Hellburner

Bonner said, “Lieutenant, tell me, what do you care if Earth ceases to exist?”

He said, halfway into it before he remembered whose quote it was, “ ‘If Earth didn’t exist, we’d have to create one.’ “

Emory of Cyteen had said, a now-famous remark: “We all need to be from somewhere. We need a context for the genome. Lose that and we lose all common reference as a species.”

But the committee didn’t seem to recognize the source. Likely they couldn’t recall the name of Cyteen’s Councilor of Science—or conceive of the immense arrogance in that statement. Cyteen was terraforming, hand over fist. Ripping a world apart. Killing a native ecology, replacing it—and humanity—with its own chosen design. He’d seen the classified reports. And he wasn’t sure Bonner had. Mazian was taking those records to the highest levels of the Company and the UN.

A senator said, “We’re here to discuss technology. The fitness of a machine.”

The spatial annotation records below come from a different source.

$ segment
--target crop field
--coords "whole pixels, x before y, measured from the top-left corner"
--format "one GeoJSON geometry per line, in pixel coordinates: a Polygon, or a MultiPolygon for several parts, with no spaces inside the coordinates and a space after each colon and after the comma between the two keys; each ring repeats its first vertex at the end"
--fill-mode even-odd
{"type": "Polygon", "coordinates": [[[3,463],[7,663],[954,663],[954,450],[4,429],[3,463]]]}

“The fitness of the men who fly it,” Bonner said, “is also at issue.”

The pod reoriented. Flesh met plastics. Dekker tried to defend himself, but something grabbed his collar, held him. Someone shook him, and said, “Straighten up, you damned fool, or I’ll hit you again.”

“Trying to,” he told Ben’s hazy image, and tasted blood in his mouth.

“Why in hell?” Ben asked him. “Why in hell did you have to ask for me?”

“Dunno, dunno, Ben.” Blood tasted awful. He tried to get his breath and Ben shoved him back against the pillows. Ben looked like hell.

Ben still had his fist wrapped in his collar. Ben gave him another shove. “I can’t blame whoever shoved you in that simulator. You’re a pain in the ass, you know that? You’re a damned recurring pain in the ass!”

“Yeah,” he said. He didn’t want his lips to tremble, but they did, and tears stung his eyes. A long, long time he’d been alone. There’d been others, but they’d died, and Ben hadn’t, Ben wouldn’t, Ben was too hard to catch and Ben wouldn’t get himself killed for anybody. He trusted Ben that way. Ben was too slippery for the sons of bitches.

Someone shadowed the doorway.

“Need to check his blood pressure, sir.”

Somebody had said something about Have a nice trip. Someone who’d told him go to hell….

He caught at the bed. Caught at Ben’s arm as Ben started to get up and turn him over to the nurse. “No.”

“Your blood pressure’s getting up, Mr. Dekker.”

“Screw it. —Ben, —“

“Lieutenant.”

He swung his legs off the bed, made a try at getting up and the room went upside down. The nurse made a grab after him, he saw the blue uniform, and he elbowed it aside. He caught himself with a grip on the edge of the bed.

But Ben was gone. Ben had left him, and the nurse got a hand on his shoulder and his arm. “Just lie down, Mr. Dekker. Lie down. How’d he get in here, anyway? Visitors aren’t supposed to be in here.”

He didn’t know either. But a lot of things happened here mat shouldn’t. And he hadn’t been dreaming. Ben had been there. He had a cut inside his lip and a coppery taste in his mouth that proved it, no matter what the nurse said about visitors. He lay down and ran his tongue over that sore spot, thinking, through the shot and everything, Ben’s here, Ben’s here… and knowing it was Sol Two where Ben had found him: Ben hated him; but Ben had got here, Ben talked sense to him and didn’t confuse him. Even if Ben wanted to beat bell out of him. He liked that about Ben—that for all ; Ben wanted to go on beating hell out of him, Ben hadn’t. Ben had held on to him. Ben had shaken him and told him where right side up was and told him to get there. Only advice he’d trusted in days. Only voice he’d wanted to come back to, since— since his crew died. Died in a fireball he wasn’t in. Couldn’t have been in, since he wasn’t vapor.

Somebody’d said, later, Enjoy the ride, Dekker.